Read on for our full Q&A.


Loire Valley (LV): When the topic of Miami comes up, people often think of frozen cocktails and crushable light beer. Where do you think wine should fall in the conversation, and how do wines like those from the Loire Valley actually work in warm climates? 

Sarah Phillips (SP):  I think in the four years I’ve been in Miami the city has changed quite dramatically in terms of wine. We've seen a lot of new openings, and there's a really exciting crop of new wine lists. We had some previously, but there are more of them now. I think there's a growing and engaged consumer base who wants to experience and try different styles of wine, and really understand what they're drinking. This is great for those of us who are engaged in the industry.

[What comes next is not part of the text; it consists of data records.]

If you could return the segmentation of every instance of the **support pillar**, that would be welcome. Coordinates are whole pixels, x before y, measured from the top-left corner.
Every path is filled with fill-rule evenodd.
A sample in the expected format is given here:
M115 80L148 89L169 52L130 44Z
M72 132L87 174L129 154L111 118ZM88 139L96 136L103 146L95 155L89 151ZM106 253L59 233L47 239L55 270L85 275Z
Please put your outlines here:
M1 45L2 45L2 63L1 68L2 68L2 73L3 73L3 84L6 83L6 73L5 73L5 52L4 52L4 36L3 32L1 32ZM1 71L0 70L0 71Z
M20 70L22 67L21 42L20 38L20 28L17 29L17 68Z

So I think what's kind of interesting from my point of view, is the diversity of styles that you've got in the Loire Valley. So obviously there’s the crisp Sauvignon Blancs and  Muscadets. But what I would really like people who live in warm climates to understand is that the lighter-bodied style of Cabernet Francs can be drunk chilled. That's a really interesting opportunity for the region here because I’m constantly asked what red wine can be chilled? An answer I often give is lighter styles of Cabernet  Franc from the Loire.


(LV):  So true! Is there any advice in particular you give to newer wine professionals when they’re starting to explore the Loire Valley and want to learn more about it?

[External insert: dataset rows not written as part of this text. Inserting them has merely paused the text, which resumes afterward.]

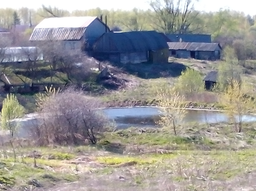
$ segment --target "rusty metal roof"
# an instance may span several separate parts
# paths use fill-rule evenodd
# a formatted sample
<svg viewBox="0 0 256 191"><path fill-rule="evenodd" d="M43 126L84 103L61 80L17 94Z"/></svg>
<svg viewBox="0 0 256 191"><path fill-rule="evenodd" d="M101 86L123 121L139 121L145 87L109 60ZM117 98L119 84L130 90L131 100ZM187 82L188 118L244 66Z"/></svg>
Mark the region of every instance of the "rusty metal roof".
<svg viewBox="0 0 256 191"><path fill-rule="evenodd" d="M35 28L30 37L30 40L79 40L83 35L86 28Z"/></svg>
<svg viewBox="0 0 256 191"><path fill-rule="evenodd" d="M204 79L204 81L211 81L217 82L219 71L216 70L210 71Z"/></svg>
<svg viewBox="0 0 256 191"><path fill-rule="evenodd" d="M219 43L191 43L187 47L189 51L214 51L218 46L221 49Z"/></svg>
<svg viewBox="0 0 256 191"><path fill-rule="evenodd" d="M166 34L166 35L171 41L179 42L180 38L182 42L188 43L206 43L211 42L211 34Z"/></svg>
<svg viewBox="0 0 256 191"><path fill-rule="evenodd" d="M83 28L87 27L98 18L97 16L69 16L45 19L36 28Z"/></svg>
<svg viewBox="0 0 256 191"><path fill-rule="evenodd" d="M167 42L169 50L186 50L191 43Z"/></svg>
<svg viewBox="0 0 256 191"><path fill-rule="evenodd" d="M105 33L95 43L95 50L97 50L97 47L101 47L101 44L109 43L105 39L110 39L115 45L116 48L115 50L119 52L143 52L168 47L164 37L156 31L130 31Z"/></svg>

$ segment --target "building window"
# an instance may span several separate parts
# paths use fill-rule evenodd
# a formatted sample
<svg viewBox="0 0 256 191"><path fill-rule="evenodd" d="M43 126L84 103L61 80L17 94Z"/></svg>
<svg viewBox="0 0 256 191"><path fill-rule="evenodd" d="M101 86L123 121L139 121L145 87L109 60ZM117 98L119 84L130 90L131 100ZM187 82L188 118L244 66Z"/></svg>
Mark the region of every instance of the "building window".
<svg viewBox="0 0 256 191"><path fill-rule="evenodd" d="M71 49L74 50L75 49L75 43L70 43Z"/></svg>

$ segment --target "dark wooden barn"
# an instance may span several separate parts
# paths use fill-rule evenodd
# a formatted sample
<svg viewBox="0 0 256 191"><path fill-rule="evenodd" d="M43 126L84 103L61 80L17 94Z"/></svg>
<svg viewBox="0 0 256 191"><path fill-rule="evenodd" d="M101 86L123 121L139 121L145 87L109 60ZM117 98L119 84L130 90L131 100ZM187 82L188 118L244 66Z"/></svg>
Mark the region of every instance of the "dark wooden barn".
<svg viewBox="0 0 256 191"><path fill-rule="evenodd" d="M170 39L169 42L187 43L204 43L212 42L211 34L166 34Z"/></svg>
<svg viewBox="0 0 256 191"><path fill-rule="evenodd" d="M106 33L93 46L93 55L116 63L168 61L166 37L154 31Z"/></svg>

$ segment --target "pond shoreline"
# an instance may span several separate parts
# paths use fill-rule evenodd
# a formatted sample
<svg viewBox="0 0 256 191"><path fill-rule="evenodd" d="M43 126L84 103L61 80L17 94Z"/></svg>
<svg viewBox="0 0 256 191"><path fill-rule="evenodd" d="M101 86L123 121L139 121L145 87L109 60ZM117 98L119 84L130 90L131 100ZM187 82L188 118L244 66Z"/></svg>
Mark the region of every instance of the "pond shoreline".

(SP): I think it's a great region for experimenting if you're trying to learn about wine in general, because the Loire produces a full range of styles, including everything from bone dry Muscadet up to fully sweet Quarts de Chaumes, for example. And then you've got all of the sparkling wines as well. So I think my advice to anyone exploring the region in general would be to simply try as many of the styles from the Loire as possible. And I think that's a great region if you're trying to sort of train your palate and study.


LV: Is there anything that you think professionals often forget about the Loire Valley?

SP:  I think that we've seen Sauvignon Blanc, obviously enormously popular, so I think perhaps we need to remember to consider the styles beyond Sauvignon Blanc. It’s important to look at other wines as well, and particularly Muscadet. I think Muscadet gets a bit of a hard time. I think Muscadet gets misunderstood as this sort of very austere, and almost unlovable wine. But actually, if you get some higher quality examples, it's quite expressive and delicious.

It’s a wine that I think gets lost because people confuse Muscadet with Muscat and Moscato. And actually they're completely different, basically opposite wines.


LV: Do you have a favorite food pairing for Loire Valley wines?

SP:  I'm vegetarian, and actually Loire Valley wines are quite vegetarian-food friendly. One of my favorites is the classic, lovely goat's cheese salad with a white wine. But more importantly, because a lot of the vegetable vegetarian foods are pretty aromatic and flavorsome, you need wines that have perfume. And I think that by and large, that's what the Loire Valley does well from Cabernet Franc to Sauvignon Blanc.


LV: Can you tell us about the Wine Guide Miami, why you started it and what it’s doing for the Miami wine community?

SP: So it was probably 18 months ago now that we started and it began. It began because I had wanted to write a wine column in Miami, but there was no space or interest in having a wine column in our local newspaper. So I just thought, ‘Hey, I'll create one myself.’ And I invited my friend Jacqueline Coleman to co-edit and co-own it with me. It’s just been a great outlet for writing about Miami-specific wine topics. There's a lot of writing that's done on wine, on different regions, different styles, etc., but I thought it was important to do something that was really locally focused. It's got a small but engaged audience that kind of followed along.


I think the most successful thing we do is actually posting the events that are happening in Miami every month. Of course when we're involved in running events ourselves, that's very helpful. So the guide has been proven to have quite an active audience. We worked with another regional body and recruited 60 consumers, and it took us six days to sell out an event which was great. So it's just about filling in the gap we saw for people who are interested in wine in the city.


LV: Have you learned anything in the process you would share with other drinks professionals?

SP:  I would tell everyone, ‘just do it.’ Truthfully, the guide is something that we do very part time, on top of the other work that we do. So between two people, it's not that much work to keep up with. And it's enabled us to meet some interesting people, and open some doors. I think people find it genuinely useful as a resource, and it is very much intended to be useful rather than something you want to sit and read for hours and hours. You know, if we write a restaurant review, it's going to be 300 or 400 words, a quick impression of what it's like to dine somewhere.